Pretrained multilingual language models can help bridge the digital language divide, enabling high-quality NLP models for lower resourced languages. Studies of multilingual models have so far focused on performance, consistency, and cross-lingual generalisation. However, with their wide-spread application in the wild and downstream societal impact, it is important to put multilingual models under the same scrutiny as monolingual models. This work investigates the group fairness of multilingual models, asking whether these models are equally fair across languages. To this end, we create a new four-way multilingual dataset of parallel cloze test examples (MozArt), equipped with demographic information (balanced with regard to gender and native tongue) about the test participants.
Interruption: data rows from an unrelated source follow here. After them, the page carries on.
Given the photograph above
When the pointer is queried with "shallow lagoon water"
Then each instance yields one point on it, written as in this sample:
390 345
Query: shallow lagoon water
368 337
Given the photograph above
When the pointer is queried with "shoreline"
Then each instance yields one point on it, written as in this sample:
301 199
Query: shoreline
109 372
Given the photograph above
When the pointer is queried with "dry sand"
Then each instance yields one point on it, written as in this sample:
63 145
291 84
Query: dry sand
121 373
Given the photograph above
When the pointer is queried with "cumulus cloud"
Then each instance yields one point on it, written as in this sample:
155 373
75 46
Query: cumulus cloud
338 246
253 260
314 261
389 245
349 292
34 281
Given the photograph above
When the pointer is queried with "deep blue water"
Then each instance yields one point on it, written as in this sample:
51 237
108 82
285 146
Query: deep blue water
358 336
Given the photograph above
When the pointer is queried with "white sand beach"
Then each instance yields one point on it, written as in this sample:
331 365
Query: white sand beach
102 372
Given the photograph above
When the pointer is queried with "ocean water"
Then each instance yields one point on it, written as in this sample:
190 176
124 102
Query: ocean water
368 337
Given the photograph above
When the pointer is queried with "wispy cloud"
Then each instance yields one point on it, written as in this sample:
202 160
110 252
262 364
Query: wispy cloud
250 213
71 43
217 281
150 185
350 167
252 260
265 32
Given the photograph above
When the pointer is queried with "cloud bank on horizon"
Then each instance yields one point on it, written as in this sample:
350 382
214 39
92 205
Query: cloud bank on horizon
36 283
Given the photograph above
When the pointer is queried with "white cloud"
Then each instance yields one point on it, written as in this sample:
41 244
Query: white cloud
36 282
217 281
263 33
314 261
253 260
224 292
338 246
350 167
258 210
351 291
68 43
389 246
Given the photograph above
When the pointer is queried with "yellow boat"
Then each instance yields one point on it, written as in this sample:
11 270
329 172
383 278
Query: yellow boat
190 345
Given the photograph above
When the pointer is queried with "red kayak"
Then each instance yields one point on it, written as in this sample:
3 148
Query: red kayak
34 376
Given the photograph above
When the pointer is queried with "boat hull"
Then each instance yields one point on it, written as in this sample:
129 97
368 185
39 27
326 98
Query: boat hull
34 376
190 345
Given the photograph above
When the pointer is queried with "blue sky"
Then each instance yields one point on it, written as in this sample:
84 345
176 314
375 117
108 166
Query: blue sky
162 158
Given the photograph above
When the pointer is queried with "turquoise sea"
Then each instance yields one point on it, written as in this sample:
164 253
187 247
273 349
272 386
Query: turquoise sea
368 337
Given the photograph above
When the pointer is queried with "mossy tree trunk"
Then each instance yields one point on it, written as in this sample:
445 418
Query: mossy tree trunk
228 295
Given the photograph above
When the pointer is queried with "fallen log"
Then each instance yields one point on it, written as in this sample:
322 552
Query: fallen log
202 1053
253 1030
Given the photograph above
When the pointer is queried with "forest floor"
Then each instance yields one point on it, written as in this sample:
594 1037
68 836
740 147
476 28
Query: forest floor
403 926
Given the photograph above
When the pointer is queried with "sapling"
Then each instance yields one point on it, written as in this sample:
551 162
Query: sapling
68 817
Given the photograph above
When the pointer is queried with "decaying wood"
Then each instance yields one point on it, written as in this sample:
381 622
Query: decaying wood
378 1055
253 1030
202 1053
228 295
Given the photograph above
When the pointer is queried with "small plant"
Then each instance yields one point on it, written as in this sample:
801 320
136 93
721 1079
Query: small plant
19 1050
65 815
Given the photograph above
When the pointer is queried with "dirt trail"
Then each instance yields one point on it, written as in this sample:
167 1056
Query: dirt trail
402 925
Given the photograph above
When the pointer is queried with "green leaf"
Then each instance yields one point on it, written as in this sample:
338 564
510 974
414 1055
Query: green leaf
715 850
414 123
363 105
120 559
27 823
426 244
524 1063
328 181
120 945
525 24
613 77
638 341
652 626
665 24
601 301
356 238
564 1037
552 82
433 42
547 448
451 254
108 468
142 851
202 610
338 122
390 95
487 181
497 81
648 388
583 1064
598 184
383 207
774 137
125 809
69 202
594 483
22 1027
We evaluate three multilingual models on MozArt -- mBERT, XLM-R, and mT5 -- and show that across the four target languages, the three models exhibit different levels of group disparity, e.g., exhibiting near-equal risk for Spanish, but high levels of disparity for German.

探讨预训练多语言语言模型的组公平性，通过创建一个新的平行洞察测试实例的多语言数据集（MozArt）及使用人口统计信息来评估三种多语言模型（mBERT，XLM-R和mT5），我们发现这三种模型在四种目标语言中表现出不同程度的组不公平性，例如在西班牙语中表现出接近相等的风险，但在德语中表现出高水平的不平等。

预训练的多语言模型在不同语言间的公平性是否相同？